En prévision du panel « Investing in Health Care Property » à HBI 2023, nous avons rencontré Stéphane Pichon pour discuter des changements spectaculaires de la dernière année et de l’impact que cela a eu sur les investissements immobiliers dans les soins de santé, ainsi que sur les perspectives à long terme du secteur des soins de santé.
Pichon nous dit que l’évolution des conditions macroéconomiques et du marché a entraîné une chute des transactions dans l’immobilier de soins de santé au cours de la dernière année : « Ce que nous constatons, c’est qu’il y a moins de transactions, dans tous les types d’immobilier de soins de santé. Pendant plus de dix ans, les valorisations ont augmenté. Les taux d’intérêt baissaient, il y avait une énorme consolidation du marché dans diverses parties des soins de santé, soutenue par des sociétés de capital-investissement qui étaient pour la plupart très désireuses de refinancer par le biais de cessions-bails. Tout était rose. En moins d’un an, la situation a complètement changé : les taux d’intérêt sont en hausse, les valorisations sont en baisse, la consolidation des marchés est toujours en cours, mais beaucoup de choses ont changé.
« Avec la baisse des valorisations, on craint qu’elles ne baissent davantage, de sorte que les investisseurs retiennent leurs achats. Le manque de demande entraîne alors une baisse supplémentaire des prix, de sorte que cela devient une prophétie auto-réalisatrice. Avant, lorsque les prix évoluaient, il était plus logique d’acheter maintenant que dans six mois, mais maintenant c’est peut-être le contraire. Les investisseurs exigent maintenant des taux de capitalisation plus élevés en raison des taux d’intérêt élevés. Parfois, cela ne correspond clairement pas aux prix auxquels nous sommes habitués et ne correspond pas aux attentes des vendeurs.
« De plus, avec des taux d’intérêt plus élevés, il existe maintenant une alternative à l’investissement immobilier, qui consiste à acheter des obligations (à faible risque) à haut rendement, ce qui n’avait pas été possible depuis 10+ ans. Alors maintenant, pour investir dans l’immobilier, vous devez prouver que les rendements ajustés au risque en valent la peine (dans certains pays, il existe un mark-to-market, c’est-à-dire que les évaluations auront été ajustées à la baisse à cause de cela – par exemple au Royaume-Uni et aux Pays-Bas – mais dans d’autres endroits, comme l’Europe du Sud, les prix sont beaucoup plus lents à s’ajuster). C’est donc un défi de taille pour les investisseurs institutionnels de collecter de l’argent maintenant. »

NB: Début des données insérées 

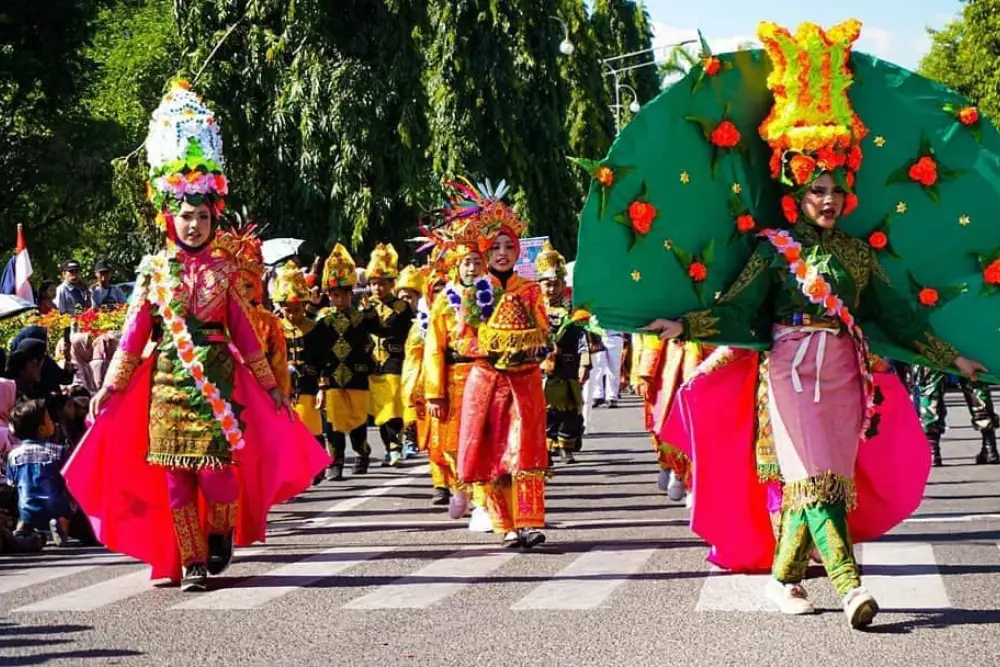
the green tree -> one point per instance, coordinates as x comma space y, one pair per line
323, 109
472, 84
965, 55
589, 123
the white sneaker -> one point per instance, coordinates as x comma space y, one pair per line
458, 505
480, 521
790, 598
860, 607
675, 489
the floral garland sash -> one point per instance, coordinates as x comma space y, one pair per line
163, 290
472, 305
818, 290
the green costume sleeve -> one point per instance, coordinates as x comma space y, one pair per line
735, 314
905, 326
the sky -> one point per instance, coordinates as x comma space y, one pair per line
894, 30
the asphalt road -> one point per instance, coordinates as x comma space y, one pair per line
366, 572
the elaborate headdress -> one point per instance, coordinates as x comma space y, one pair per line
290, 285
549, 263
339, 269
383, 262
812, 127
241, 245
184, 151
468, 222
411, 278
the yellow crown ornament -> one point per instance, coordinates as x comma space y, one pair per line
339, 269
411, 278
812, 128
550, 264
290, 285
383, 262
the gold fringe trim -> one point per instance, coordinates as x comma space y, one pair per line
768, 472
501, 341
821, 490
186, 461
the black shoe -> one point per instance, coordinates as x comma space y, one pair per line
220, 553
530, 538
195, 579
936, 452
988, 454
440, 497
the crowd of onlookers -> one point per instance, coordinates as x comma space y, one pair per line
43, 412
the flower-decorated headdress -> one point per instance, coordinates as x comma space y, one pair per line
549, 263
184, 151
411, 278
339, 269
812, 128
290, 285
472, 217
241, 245
383, 262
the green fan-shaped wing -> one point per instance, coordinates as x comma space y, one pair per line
940, 237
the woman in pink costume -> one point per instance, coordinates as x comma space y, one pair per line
180, 463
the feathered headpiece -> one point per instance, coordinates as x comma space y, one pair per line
184, 151
241, 245
812, 128
471, 218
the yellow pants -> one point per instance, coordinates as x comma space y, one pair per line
517, 502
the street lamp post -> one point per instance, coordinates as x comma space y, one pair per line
616, 73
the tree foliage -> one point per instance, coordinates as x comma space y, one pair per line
965, 55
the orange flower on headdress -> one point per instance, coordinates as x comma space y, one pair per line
790, 208
725, 135
802, 167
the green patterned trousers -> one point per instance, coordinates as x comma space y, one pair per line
824, 526
929, 386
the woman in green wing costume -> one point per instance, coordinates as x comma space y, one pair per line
812, 280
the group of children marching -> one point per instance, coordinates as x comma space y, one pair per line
401, 356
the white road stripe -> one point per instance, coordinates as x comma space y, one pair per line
258, 591
96, 596
327, 517
586, 582
40, 574
723, 591
915, 583
420, 590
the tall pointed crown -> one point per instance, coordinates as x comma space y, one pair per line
549, 263
411, 278
812, 127
383, 262
290, 285
184, 151
339, 269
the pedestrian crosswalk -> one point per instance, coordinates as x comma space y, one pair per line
901, 575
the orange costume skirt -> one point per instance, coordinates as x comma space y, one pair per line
502, 443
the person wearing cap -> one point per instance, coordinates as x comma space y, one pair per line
72, 295
104, 293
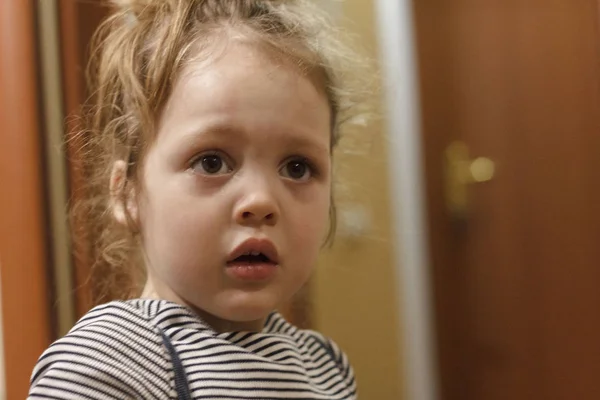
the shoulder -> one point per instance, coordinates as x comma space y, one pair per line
329, 358
114, 351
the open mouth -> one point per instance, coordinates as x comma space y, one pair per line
252, 258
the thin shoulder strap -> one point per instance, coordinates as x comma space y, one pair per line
181, 384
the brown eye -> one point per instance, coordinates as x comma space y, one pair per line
211, 164
297, 169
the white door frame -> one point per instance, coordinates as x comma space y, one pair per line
400, 78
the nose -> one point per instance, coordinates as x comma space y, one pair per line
257, 207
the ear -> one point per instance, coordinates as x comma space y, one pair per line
118, 199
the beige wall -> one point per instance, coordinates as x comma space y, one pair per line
354, 289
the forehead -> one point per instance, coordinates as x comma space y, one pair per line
244, 86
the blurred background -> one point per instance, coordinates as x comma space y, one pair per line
467, 265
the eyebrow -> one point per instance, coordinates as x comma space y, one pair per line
294, 139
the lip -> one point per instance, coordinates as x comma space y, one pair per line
261, 245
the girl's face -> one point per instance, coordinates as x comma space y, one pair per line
241, 164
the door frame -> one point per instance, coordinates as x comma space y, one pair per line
400, 75
23, 239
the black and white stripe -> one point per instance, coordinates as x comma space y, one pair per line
116, 351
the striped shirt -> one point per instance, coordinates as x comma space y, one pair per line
117, 351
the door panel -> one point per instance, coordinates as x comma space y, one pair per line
515, 281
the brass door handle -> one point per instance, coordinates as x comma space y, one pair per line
460, 171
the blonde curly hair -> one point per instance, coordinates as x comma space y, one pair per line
138, 52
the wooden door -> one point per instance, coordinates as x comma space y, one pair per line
517, 279
25, 316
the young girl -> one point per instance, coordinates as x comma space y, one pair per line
214, 122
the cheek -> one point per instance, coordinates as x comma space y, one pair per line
311, 223
178, 228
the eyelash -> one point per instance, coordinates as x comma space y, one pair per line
313, 170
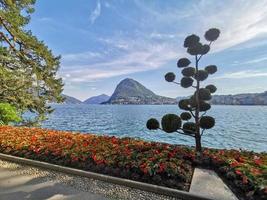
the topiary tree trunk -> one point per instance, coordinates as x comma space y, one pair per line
197, 105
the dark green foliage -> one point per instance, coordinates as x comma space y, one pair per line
211, 88
183, 62
204, 49
171, 123
212, 34
197, 103
186, 82
204, 94
8, 114
191, 40
184, 104
207, 122
185, 116
189, 71
211, 69
28, 69
189, 127
201, 75
170, 77
152, 124
204, 106
195, 50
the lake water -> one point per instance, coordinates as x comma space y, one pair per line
236, 126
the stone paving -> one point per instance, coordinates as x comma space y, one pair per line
207, 183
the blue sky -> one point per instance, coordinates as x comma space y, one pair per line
104, 41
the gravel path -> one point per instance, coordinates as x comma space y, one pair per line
108, 190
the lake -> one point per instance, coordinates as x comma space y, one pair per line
236, 126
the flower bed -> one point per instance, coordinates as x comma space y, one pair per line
151, 162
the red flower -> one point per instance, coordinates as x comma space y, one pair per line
238, 172
234, 164
245, 180
162, 167
258, 161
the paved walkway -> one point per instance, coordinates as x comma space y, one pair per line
14, 187
209, 184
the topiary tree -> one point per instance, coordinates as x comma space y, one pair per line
8, 114
197, 105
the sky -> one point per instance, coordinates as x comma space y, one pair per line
104, 41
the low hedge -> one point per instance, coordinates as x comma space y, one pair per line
157, 163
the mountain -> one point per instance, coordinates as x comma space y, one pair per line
97, 99
241, 99
129, 91
70, 100
238, 99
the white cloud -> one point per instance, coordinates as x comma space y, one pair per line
96, 12
252, 61
239, 21
242, 74
138, 58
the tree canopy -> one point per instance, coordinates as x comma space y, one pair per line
28, 67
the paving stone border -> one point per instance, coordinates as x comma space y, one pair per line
120, 181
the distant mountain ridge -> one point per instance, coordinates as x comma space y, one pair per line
97, 99
71, 100
238, 99
241, 99
129, 91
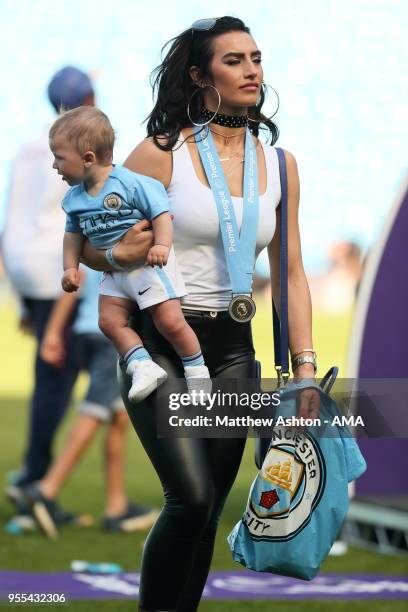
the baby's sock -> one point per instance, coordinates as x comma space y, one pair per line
193, 360
137, 352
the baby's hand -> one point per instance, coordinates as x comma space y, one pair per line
70, 280
158, 255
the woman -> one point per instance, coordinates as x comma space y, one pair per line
212, 73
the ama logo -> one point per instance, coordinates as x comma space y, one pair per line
288, 487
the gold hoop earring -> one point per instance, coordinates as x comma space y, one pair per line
189, 102
277, 107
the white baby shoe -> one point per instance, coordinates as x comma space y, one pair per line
146, 377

Les maisons de soins infirmiers sont un secteur qui a été particulièrement touché par les événements de l’année dernière. En plus de l’évolution des conditions macroéconomiques, le secteur a peut-être fait face au plus grand scandale qu’il ait jamais vu en Europe, après la publication d’un livre accusant le plus grand fournisseur français, Orpea, de maltraitance généralisée des résidents.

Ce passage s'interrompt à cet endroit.